塩化ナトリウムの水溶液を電気分解した場合、陽極からは塩素が、陰極からは水素が発生するため、水溶液中にはナトリウムイオンと水酸化物イオンが残り、水酸化ナトリウム水溶液を得ることができます。

NaOH(水酸化ナトリウム)
水酸化ナトリウムの性質を簡単にまとめてみます。
- 水に溶かすと発熱し、水溶液は強塩基性を示す。
- 空気中に放置しておくと、空気中の水分を吸収して溶ける潮解という性質を持つ。
- 空気中の二酸化炭素を吸収し、炭酸ナトリウムを生成する。
水酸化ナトリウムは工業的に多量に使用されていますが、劇物に指定されているため、取り扱う際には十分に気をつけてください。
Na2CO3(炭酸ナトリウム)
続けて、炭酸ナトリウムの解説に移りたいと思います。炭酸ナトリウムはアンモニアソーダ法(ソルベー法)を用いて工業的に作られます。アンモニアソーダ法の主な反応は2つあり、塩化ナトリウムに水、アンモニア及び二酸化炭素を加えることで炭酸水素ナトリウムを生成し、それを熱分解させることによって炭酸ナトリウムを生成します。
炭酸ナトリウムの性質を簡単にまとめてみます。
- 白色固体で、水に可溶である。
- 強酸を加えると分解し、二酸化炭素を発生させる。(ただし、加熱しても分解しない。)
- 再結晶させると、無色透明な炭酸ナトリウム十水和物の結晶(Na₂CO3・10H2O)が得られる。
- 炭酸ナトリウム十水和物を空気中で放置すると風解という現象が発生し、水和物の一部を失って、白色の粉末状の炭酸ナトリウム一水和物(Na2CO3・H2O)が得られる。
NaHCO3(炭酸水素ナトリウム)
別名重曹とも呼ばれ、胃薬や消火剤など多種多様に使われています。

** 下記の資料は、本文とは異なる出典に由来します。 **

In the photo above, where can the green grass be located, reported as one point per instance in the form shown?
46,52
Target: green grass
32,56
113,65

水酸化ナトリウムに二酸化炭素を反応させて生成することができますが、工業的には飽和食塩水にアンモニアを溶かした後に、二酸化炭素を通じるソルベー法の一部で製造されています。
例のごとく、炭酸水素ナトリウムの性質を簡単にまとめてみます。
- 白色の粉末で、水に少しだけ可溶。
- 加水分解によって弱い塩基性を示す。
- 強酸を加える、もしくは熱を加えると二酸化炭素を発生させる。